Ma c’è da ricordare che il centrosinistra non è rimasto a guardare nel corso dei decenni.  Infatti la riforma approvata trova le sue radici nella riforma del titolo V della Costituzione voluta dal centrosinistra nel 2001 con il chiaro intento di evitare la secessione o autonomia spinta e metter in difficoltà l’altro fronte. Una scelta che oggi si è rivelata controproducente.

La Lega nel 2001 con il Berlusconi II smussa i toni. Bossi diventa Ministro per le Riforme istituzionali e la «devolution». La «devolution» insieme al federalismo fiscale, sostenuto da Roberto Calderoli, sembrano soddisfare le attese e mettere in soffitta la secessione.

Prima della nascita del Berlusconi II, nella legislatura precedente, il centrosinistra, con il governo guidato da Giuliano Amato e con il ministro Franco Bassanini, approva appunto la riforma del titolo V della Costituzione, una modifica che contiene un riconoscimento importante: «Nelle materie di legislazione concorrente spetta alle Regioni la potestà legislativa, salvo che per la determinazione dei princìpi fondamentali, riservata alla legislazione dello Stato. Spetta alle Regioni la potestà legislativa in riferimento ad ogni materia non espressamente riservata alla legislazione dello Stato». Ed è così che nasce, secondo il centrodestra, l’esigenza di individuare una forma di regolamentazione dell’autonomia.

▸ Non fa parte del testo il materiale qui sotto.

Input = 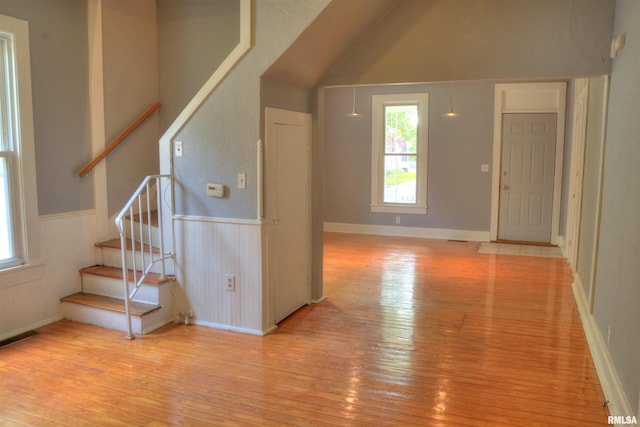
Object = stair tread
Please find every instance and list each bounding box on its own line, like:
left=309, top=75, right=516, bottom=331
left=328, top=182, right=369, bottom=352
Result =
left=80, top=265, right=172, bottom=285
left=96, top=238, right=160, bottom=254
left=60, top=292, right=161, bottom=316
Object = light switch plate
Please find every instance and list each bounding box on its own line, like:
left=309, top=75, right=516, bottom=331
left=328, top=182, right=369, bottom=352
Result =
left=238, top=172, right=247, bottom=190
left=207, top=184, right=224, bottom=197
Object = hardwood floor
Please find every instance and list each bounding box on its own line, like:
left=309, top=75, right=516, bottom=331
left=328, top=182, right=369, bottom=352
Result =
left=0, top=233, right=608, bottom=426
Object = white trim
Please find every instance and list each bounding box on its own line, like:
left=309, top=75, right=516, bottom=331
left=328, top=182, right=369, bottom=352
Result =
left=589, top=75, right=608, bottom=312
left=324, top=222, right=490, bottom=242
left=0, top=316, right=64, bottom=341
left=87, top=0, right=109, bottom=240
left=571, top=280, right=633, bottom=422
left=0, top=264, right=44, bottom=289
left=39, top=209, right=96, bottom=221
left=173, top=215, right=266, bottom=226
left=370, top=92, right=429, bottom=215
left=194, top=320, right=278, bottom=337
left=160, top=0, right=251, bottom=149
left=565, top=78, right=589, bottom=271
left=0, top=15, right=41, bottom=264
left=490, top=82, right=567, bottom=244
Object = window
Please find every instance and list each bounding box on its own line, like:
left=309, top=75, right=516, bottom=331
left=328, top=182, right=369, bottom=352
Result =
left=0, top=15, right=37, bottom=270
left=371, top=93, right=429, bottom=215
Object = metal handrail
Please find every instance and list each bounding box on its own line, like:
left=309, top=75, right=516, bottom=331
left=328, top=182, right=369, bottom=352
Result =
left=115, top=175, right=173, bottom=339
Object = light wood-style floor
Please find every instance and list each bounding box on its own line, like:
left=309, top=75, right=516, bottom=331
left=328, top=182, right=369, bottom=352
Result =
left=0, top=233, right=608, bottom=427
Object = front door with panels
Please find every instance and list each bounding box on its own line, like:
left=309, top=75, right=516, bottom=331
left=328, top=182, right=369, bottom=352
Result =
left=265, top=108, right=311, bottom=323
left=498, top=113, right=557, bottom=243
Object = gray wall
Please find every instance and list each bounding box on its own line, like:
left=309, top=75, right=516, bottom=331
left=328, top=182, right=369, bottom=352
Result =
left=174, top=0, right=327, bottom=219
left=323, top=0, right=614, bottom=85
left=593, top=0, right=640, bottom=413
left=102, top=0, right=160, bottom=215
left=324, top=82, right=494, bottom=231
left=0, top=0, right=94, bottom=215
left=156, top=0, right=240, bottom=133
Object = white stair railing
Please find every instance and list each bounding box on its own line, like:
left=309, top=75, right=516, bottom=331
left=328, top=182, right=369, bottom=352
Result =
left=115, top=175, right=173, bottom=339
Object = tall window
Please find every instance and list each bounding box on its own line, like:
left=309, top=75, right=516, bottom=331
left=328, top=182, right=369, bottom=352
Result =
left=371, top=93, right=429, bottom=214
left=0, top=15, right=37, bottom=271
left=0, top=33, right=21, bottom=267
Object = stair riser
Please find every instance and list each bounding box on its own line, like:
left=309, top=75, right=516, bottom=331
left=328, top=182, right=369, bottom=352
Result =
left=102, top=248, right=174, bottom=276
left=82, top=274, right=161, bottom=304
left=124, top=219, right=160, bottom=251
left=62, top=302, right=173, bottom=334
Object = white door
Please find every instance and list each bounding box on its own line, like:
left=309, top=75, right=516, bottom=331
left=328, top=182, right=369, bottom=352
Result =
left=498, top=113, right=556, bottom=243
left=265, top=108, right=311, bottom=323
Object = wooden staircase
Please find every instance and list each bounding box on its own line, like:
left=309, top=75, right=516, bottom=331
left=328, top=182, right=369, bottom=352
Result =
left=61, top=212, right=175, bottom=334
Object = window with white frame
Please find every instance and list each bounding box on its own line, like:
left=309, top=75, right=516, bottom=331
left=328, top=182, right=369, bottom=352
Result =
left=0, top=15, right=37, bottom=270
left=371, top=93, right=429, bottom=215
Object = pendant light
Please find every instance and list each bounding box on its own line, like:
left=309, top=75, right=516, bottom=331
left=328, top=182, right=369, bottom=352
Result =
left=442, top=83, right=459, bottom=117
left=347, top=86, right=362, bottom=117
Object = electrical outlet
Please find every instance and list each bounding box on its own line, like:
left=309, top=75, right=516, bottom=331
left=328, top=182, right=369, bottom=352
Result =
left=224, top=274, right=236, bottom=292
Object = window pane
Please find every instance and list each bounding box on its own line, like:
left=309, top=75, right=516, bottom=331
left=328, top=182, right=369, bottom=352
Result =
left=385, top=105, right=418, bottom=154
left=0, top=157, right=14, bottom=261
left=383, top=154, right=418, bottom=203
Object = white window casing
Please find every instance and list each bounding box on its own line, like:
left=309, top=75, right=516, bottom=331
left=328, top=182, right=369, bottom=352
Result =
left=371, top=93, right=429, bottom=215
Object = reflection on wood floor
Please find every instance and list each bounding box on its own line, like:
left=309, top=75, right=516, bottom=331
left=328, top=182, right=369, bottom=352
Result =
left=0, top=233, right=608, bottom=426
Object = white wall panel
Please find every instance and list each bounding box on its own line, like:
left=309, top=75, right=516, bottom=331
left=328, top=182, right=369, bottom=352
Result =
left=0, top=212, right=96, bottom=339
left=175, top=217, right=269, bottom=334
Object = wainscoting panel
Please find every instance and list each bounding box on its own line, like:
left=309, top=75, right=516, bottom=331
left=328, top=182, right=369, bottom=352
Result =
left=175, top=217, right=268, bottom=335
left=0, top=211, right=96, bottom=340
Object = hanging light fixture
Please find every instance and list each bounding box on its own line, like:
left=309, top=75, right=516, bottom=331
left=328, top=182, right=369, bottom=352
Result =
left=347, top=86, right=362, bottom=117
left=442, top=83, right=459, bottom=117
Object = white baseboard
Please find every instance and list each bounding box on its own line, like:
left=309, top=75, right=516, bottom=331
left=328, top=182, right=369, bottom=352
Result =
left=0, top=316, right=64, bottom=341
left=311, top=295, right=327, bottom=304
left=324, top=222, right=491, bottom=242
left=194, top=320, right=278, bottom=337
left=571, top=273, right=634, bottom=422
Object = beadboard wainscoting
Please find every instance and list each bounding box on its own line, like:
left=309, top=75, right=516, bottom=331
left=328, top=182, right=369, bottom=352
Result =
left=324, top=222, right=490, bottom=242
left=175, top=216, right=274, bottom=335
left=0, top=211, right=97, bottom=340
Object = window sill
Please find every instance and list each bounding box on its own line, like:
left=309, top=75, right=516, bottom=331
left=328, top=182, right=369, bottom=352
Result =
left=371, top=205, right=427, bottom=215
left=0, top=264, right=44, bottom=289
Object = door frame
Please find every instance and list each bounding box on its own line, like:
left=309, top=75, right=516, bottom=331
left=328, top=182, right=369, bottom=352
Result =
left=489, top=82, right=567, bottom=245
left=259, top=107, right=312, bottom=325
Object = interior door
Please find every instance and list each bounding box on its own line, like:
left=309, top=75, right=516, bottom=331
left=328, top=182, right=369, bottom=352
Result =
left=265, top=108, right=311, bottom=323
left=498, top=113, right=557, bottom=243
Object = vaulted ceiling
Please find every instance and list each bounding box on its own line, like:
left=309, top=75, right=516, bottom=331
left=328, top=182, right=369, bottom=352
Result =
left=263, top=0, right=398, bottom=88
left=263, top=0, right=615, bottom=88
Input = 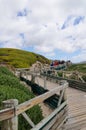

La legge Calderoli deriva da questa Autonomia e rivoluzione della P. A. e della scuola in particolare.

Poi il tema Autonomia rimane congelato per anni. Nel febbraio del 2018 alcuni governatori del Nord, Zaia (Veneto), Roberto Maroni (Lombardia) e Stefano Bonaccini (Emilia-Romagna) firmano delle pre-intese con il governo Gentiloni. Poi un nuovo stop: la riforma sparisce e rimane in pausa durante il governo Conte I e II ma anche con il governo Draghi.

L’autonomia differenziata riprende slancio solo con la nascita del governo di centrodestra guidato da Giorgia Meloni che affida la delega specifica a Calderoli. Nel febbraio del 2023 il ddl viene approvato dal Consiglio dei ministri. Nel gennaio del 2024 ottiene il via libera del Senato e il 19 giugno è stato approvato in via definitiva dalla Camera.

Si tratta ora di vedere come si potrà sviluppare, come le Regioni potranno utilizzare le deleghe nei limiti costituzionali, come la Corte Costituzionale dovrà affrontare, in caso di eccessi o sviamento, problematiche costituzionali tenendo conto che la Magna Carta assume non solo il riconoscimento ma anche la promozione e lo sviluppo delle Autonomie adeguandone i principi e i metodi della legislazione.

In conclusione, sarà l’effettiva applicazione il vero banco di prova della bontà o meno della Legge di riforma appena approvata.